In the years that followed, he displayed an entrepreneurial streak. Mr. Wolgin invested in stocks, purchased land, helped create a bank, formed a home-improvement financing company, bought major mortgage and petroleum companies, and helped organize Pennsylvania's first real estate investment trust.
His corporate roles included director and member of the executive committee of Industrial Valley Bank & Trust Co., president and chairman of the Properties Investment Corp., and a trustee for the Pennsylvania Real Estate Investment Trust and Brooks Harvey Realty Investors.
In his philanthropic endeavors, Mr. Wolgin was a founder of the Theater of the Living Arts and served as president of the Philadelphia Art Commission. His community activities were vast, including service on the boards of Albert Einstein Medical Center, the Hospital of the University of Pennsylvania, and the Greater Philadelphia Federation of Jewish Agencies.

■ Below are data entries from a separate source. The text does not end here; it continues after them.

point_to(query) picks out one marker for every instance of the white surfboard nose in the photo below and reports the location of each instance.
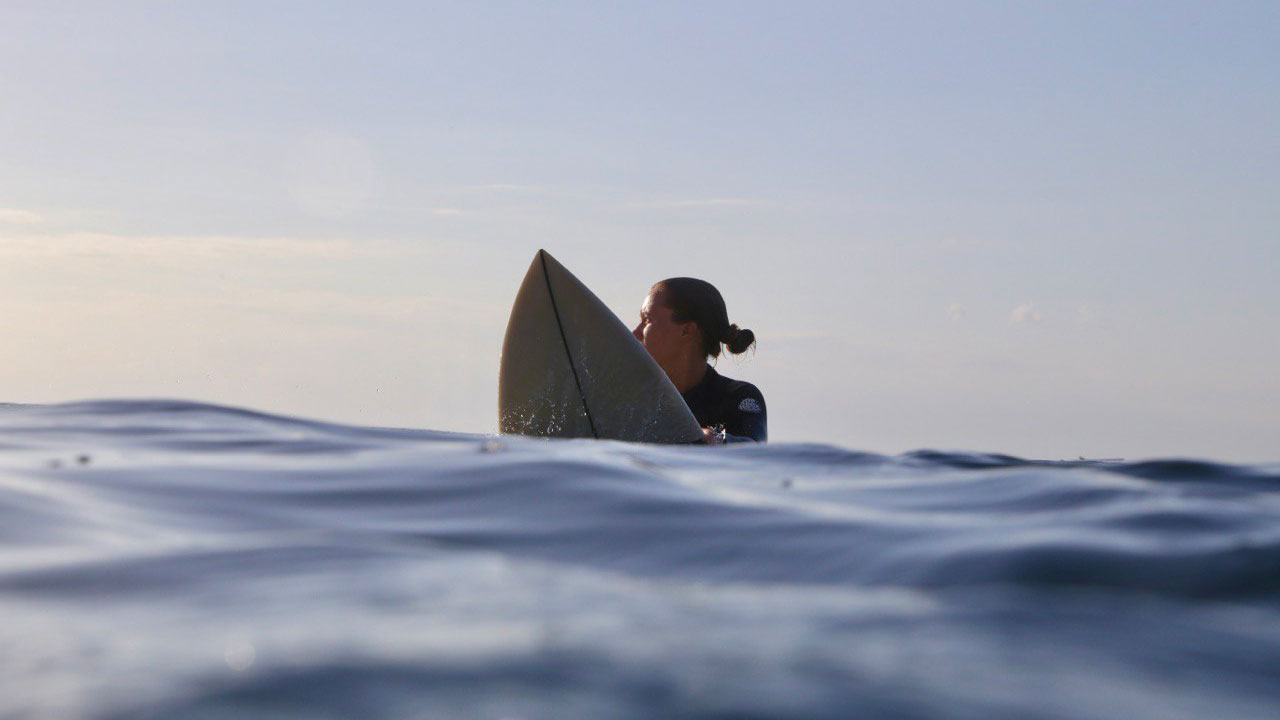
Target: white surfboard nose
(570, 368)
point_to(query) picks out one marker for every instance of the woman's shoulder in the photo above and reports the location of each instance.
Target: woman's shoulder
(745, 396)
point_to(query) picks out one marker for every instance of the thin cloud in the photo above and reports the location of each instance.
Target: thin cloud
(105, 245)
(16, 217)
(699, 203)
(1023, 314)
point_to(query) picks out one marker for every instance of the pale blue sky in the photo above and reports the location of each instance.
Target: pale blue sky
(1040, 228)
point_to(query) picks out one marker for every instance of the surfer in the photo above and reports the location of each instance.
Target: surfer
(682, 323)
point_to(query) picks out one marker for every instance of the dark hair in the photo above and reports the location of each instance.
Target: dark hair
(698, 301)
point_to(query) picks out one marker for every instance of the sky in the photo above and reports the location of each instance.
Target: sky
(1047, 228)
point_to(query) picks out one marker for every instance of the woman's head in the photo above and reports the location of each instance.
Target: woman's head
(688, 314)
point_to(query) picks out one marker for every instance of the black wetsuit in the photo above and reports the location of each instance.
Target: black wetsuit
(736, 405)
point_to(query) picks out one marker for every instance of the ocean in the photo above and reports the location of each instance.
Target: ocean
(178, 560)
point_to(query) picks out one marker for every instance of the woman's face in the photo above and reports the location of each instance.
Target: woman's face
(659, 333)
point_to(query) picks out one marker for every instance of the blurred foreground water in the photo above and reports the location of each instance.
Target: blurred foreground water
(184, 561)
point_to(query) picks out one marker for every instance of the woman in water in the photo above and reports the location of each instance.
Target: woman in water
(682, 323)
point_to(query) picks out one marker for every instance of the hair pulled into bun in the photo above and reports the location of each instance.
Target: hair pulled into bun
(698, 301)
(739, 340)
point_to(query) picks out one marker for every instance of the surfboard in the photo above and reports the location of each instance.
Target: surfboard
(571, 369)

A devoted supporter of Israel, he established the Wolgin Prize for Scientific Excellence at the Weizmann Institute of Science in Rehovot.
Mr. Wolgin is survived by a daughter, Barbara Wolgin Burwick; six grandchildren; 12 great-grandchildren, and a companion, Claire Boasi. A daughter, Deborah Pashman, died in 1996, and a son, Mark, died in 1994.
Services will be held at 11 a.m. Sunday at Joseph Levine & Son, 4737 Street Rd., Trevose. Burial will follow at Roosevelt Memorial Park.